Die Jagd lässt sich in ihrer Ganzheitlichkeit und komplexen Korrelation mit der menschlichen Existenz nur schwer in eine systematische Begrifflichkeit fassen. Denn war sie ursprünglich zum Überleben notwendig, so scheint sie heute bloß eine kultivierte „Erholung vom Menschsein“ zu sein wie der spanische Philosoph José Ortega y Gasset9 in seinen »Meditationen über die Jagd« ausführt.
Die Jagd ist weder rein zweckorientiert noch nur eine reine Zivilisationserscheinung wie Prof.
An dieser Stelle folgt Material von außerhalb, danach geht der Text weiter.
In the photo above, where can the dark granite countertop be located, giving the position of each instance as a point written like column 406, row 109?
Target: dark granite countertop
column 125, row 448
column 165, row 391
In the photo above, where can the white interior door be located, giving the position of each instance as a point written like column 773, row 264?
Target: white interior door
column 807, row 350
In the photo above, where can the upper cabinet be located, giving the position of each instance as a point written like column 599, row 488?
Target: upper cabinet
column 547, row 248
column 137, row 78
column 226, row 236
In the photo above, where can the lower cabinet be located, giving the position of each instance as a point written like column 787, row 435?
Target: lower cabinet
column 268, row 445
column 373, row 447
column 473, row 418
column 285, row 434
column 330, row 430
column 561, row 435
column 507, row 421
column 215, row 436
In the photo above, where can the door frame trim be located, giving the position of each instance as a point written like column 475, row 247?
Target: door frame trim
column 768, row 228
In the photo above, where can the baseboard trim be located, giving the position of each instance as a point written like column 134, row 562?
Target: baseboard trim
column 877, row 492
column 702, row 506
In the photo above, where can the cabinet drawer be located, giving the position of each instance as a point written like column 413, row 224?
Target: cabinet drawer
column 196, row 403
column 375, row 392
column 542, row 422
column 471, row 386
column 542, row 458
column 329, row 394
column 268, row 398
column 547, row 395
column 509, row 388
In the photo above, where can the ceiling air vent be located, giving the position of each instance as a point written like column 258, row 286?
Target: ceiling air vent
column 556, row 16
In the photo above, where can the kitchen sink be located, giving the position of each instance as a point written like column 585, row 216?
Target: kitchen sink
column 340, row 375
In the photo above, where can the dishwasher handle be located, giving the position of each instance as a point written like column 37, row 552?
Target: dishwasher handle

Peter Kampits, Dekan der Fakultät für Philosophie und Bildungswissenschaften und Vorstand des Instituts für Philosophie an der Universität Wien, anmerkt:
Jagd – und darauf hat ORTEGA Y GASSET mehrfach verwiesen – lässt sich weder unter die Bedingungen eines Erfolgs für den Jäger noch unter die des Erfolgs für das entkommende Tier subsummieren. Beides gehört entscheidend zu einem Grundbegriff der Jagd, deren Ziel ja nicht das Töten und Erlegen, sondern die Betätigung, das Jagen selbst, darstellt.10
Was bedeutet nun die Jagd tatsächlich, was sind ihre Charakteristika? Im deutschen Sprachgebrauch – obwohl in den Medien und in der Alltagssprache allgegenwärtig (z.B. als „Schnitzeljagd“ oder „Schnäppchenjagd“) – wird der Begriff „Jagd“ kaum differenziert betrachtet. Zwar verfügt die deutsche Sprache – anders als z.B. im Englischen11 - über keine eigenen Bezeichnungen für die unterschiedlichen Intentionen des Menschen in Bezug auf Tierverfolgungen –fänge und -tötungen, jedoch gilt es – gerade in Zeiten vermehrter Kritik an der Jagdausübung – eine klare Definition des eigentlichen Weidwerks vorzunehmen. Denn nicht alles, wo Jagd draufsteht, ist auch Jagd drinnen. Nachsuche-Hundeführer, Tierfotograf und Jagdautor Seeben Arjes bringt dies auf den Punkt:
Was versteht man im dritten Jahrtausend noch
unter Jagd?
Welche Reviere sind Lebensräume, welche
sind gewerbliche oder private Schießbuden?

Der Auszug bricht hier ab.